The best bet for the country right now is for Tillerson to stay and for him to recognize his need to learn lessons of both policy and management, including the effective use of the people he has working for him. If so, then when he goes to meetings in the White House Situation Room, there will not be a person from State sitting at the table who can be characterized, as was said about one of his predecessors, the “man in the empty suit.” He will then become a real player. The country would thus be better served than it is now.
Photo: Rex Tillerson (U.S. Embassy Seoul).
Solid commentary. It suggest that there is no substitute for experience. But experience can be mistaken, even misleading. Like war, armies tend to prepare based on the last conflict. The foreign service does not escape this tendency. Recall that some of our greatest Secretaries of State did not get the bumps on their rattles “in house.” Marshall, Acheson, and Kissinger were “out house” products. The force fields affecting foreign policy are numerous, like “a thousand flowers blooming.” Technology, for example, produces unanticipated conditions. The power of the atom is still like a wild hair that defies control. The development of fracking, for example, is exerting a major impact on relations with the Middle East, and Russia. “Insanity” in national leadership produces unforeseen problems. Natural, and national disasters, may not be anticipated, e.g., Ebola, forced migrations. And there are more…

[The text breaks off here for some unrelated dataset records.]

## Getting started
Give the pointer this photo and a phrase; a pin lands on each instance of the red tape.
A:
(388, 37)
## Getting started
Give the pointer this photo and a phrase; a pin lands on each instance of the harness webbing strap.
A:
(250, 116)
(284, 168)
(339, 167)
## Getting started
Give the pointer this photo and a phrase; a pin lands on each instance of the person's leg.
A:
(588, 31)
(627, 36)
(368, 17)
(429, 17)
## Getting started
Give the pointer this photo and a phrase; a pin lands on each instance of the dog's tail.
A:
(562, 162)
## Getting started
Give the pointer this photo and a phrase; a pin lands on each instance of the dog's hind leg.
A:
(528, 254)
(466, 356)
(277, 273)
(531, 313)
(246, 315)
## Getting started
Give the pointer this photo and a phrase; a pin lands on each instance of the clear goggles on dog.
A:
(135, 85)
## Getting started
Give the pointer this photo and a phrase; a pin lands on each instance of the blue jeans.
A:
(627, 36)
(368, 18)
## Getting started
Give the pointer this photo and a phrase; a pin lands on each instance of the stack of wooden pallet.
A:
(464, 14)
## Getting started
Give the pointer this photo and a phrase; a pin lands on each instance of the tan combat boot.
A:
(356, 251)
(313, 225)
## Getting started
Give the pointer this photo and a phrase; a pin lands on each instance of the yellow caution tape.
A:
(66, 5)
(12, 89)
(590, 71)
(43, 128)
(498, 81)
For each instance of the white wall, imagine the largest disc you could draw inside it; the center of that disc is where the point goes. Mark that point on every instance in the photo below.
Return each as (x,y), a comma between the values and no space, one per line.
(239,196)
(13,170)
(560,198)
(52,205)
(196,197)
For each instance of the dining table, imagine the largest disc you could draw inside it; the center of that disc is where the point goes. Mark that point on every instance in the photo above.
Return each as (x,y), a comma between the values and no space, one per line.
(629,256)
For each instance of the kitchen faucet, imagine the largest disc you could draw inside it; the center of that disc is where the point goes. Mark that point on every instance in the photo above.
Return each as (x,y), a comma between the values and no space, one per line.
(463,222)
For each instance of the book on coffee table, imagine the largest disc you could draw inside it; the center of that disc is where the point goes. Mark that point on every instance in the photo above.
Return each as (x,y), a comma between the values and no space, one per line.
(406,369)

The Department of State does not/cannot(?) prepare for the unforeseen. When it occurs, it is addressed by the resources available at the time from anywhere….Defense, CIA, DHS, the private sector. State may be the residue of practical/past practices, useful when undertaking the familiar, but unequipped to address the emerging unforeseen.
Tillerson is playing a losing hand.
> Trump’s generals, who have no education, no inclination and no experience in foreign policy are in change of critical foreign policy — Afghanistan, Korea, Africa etc..
> Tillerson has been left with countering China. Thanks for that! So Tillerson has resurrected the New Silk Road and the Indo-Pacific Economic Corridor, two pathetically weak strategies that are a proper symbol of Tillerson’s weakness. Oh, he gets to pick on Iran too, like it’s anything new.